What was the structure of the event?

It was a one-week workshop. Each day there were different activities. For instance, the first day we came together for an instant performance in the Casbah Ait el Caid. Six dancers and musicians made a choreographic proposal on how to improvise together. After this happening we were able to exchange on our associations, observations and feelings about the event. This was one of many different activities. Each of them touched on something different: exchanging on learning techniques, artistic practices, Ahwash, discussions, excursions, interdisciplinary work, socio-cultural aspects.

Some of the participants held interviews with local experts as part of their research on sociological, ecological aspects of the project.
For our exchange we used techniques from dance, music and performance as tools to create an environment of openess, curiousity, sensitivity and awareness.

What was our role?

Holger and my role has been very similar to the role of facilitators inviting people to create a group. As facilitators we tried to reflect on the place as well as the needs of the group to allow the participants to develop their own ideas, making contributions to collective action, taking up, continuing, furthering, and thereby slightly bending and turning something conceived and initiated by someone else.

In this workshop week we were constantly switching role from being observer to participant.
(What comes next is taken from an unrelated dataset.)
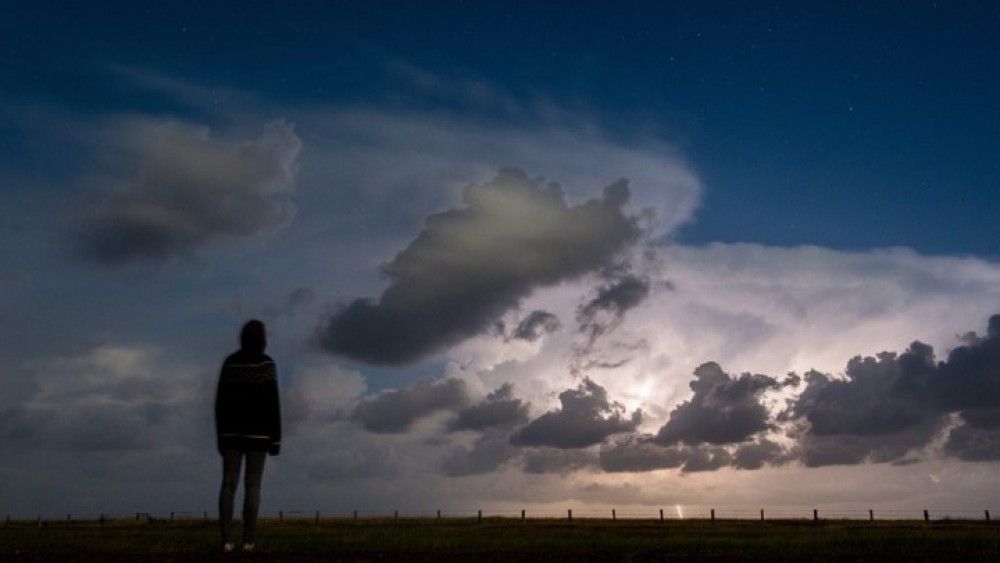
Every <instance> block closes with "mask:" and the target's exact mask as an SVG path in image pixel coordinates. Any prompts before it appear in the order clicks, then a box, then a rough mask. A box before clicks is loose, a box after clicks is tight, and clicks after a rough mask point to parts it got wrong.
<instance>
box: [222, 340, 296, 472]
mask: <svg viewBox="0 0 1000 563" xmlns="http://www.w3.org/2000/svg"><path fill="white" fill-rule="evenodd" d="M262 330H263V327H261V332H262ZM247 333H248V331H247V330H244V334H243V335H241V347H240V350H238V351H237V352H235V353H233V354H230V355H229V357H227V358H226V361H225V362H224V363H223V364H222V371H221V373H220V374H219V385H218V388H217V390H216V394H215V432H216V444H217V447H218V449H219V453H222V452H223V451H224V450H226V449H237V450H242V451H246V450H256V451H266V452H268V453H270V454H271V455H277V454H278V451H279V450H280V449H281V408H280V404H279V400H278V379H277V367H276V366H275V363H274V360H272V359H271V357H270V356H268V355H267V354H265V353H264V343H263V336H261V337H260V338H257V339H255V338H253V335H252V334H249V335H248V334H247ZM255 340H256V341H255Z"/></svg>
I think that was an important move to invite the aspect of dynamic and change (change of role, change of perspective etc.) into the group.

We also added techniques related to feedback processes to the workshop.

From the perspective of designing an interaction rather then a judgemental situation we encouraged opportunities to exchange and share rather then to state and judge a situation. Giving and receiving feedback in the body-based field of dance practice performs the idea of a self-actualising process, a mutual, interpersonal concept, a participatory principle of learning and exchanging. Especially in a cultural dialogue it seems crucial to scrutinize the complex entanglement of perceiving – conceiving and understanding and to engage.

In this sense engaging feedback processes helped to never go against the partner’s movement but use its momentum for accomplishing one´s own goal. Working with the proposals of our partners we got into a kind of flow. Over the course of the week obstacles would interrupt this flow less and less often, and the overall tendency was to become more and more cooperative and concentrate on modifying and engaging into objections.

We were all very optimistic after the workshop. Of course there were irritations because the participants had different opinions, backgrounds and needs. But because we stayed together for a week and had these moderated workshops together, we developed a level of trust between us. We became a kind of temporal community.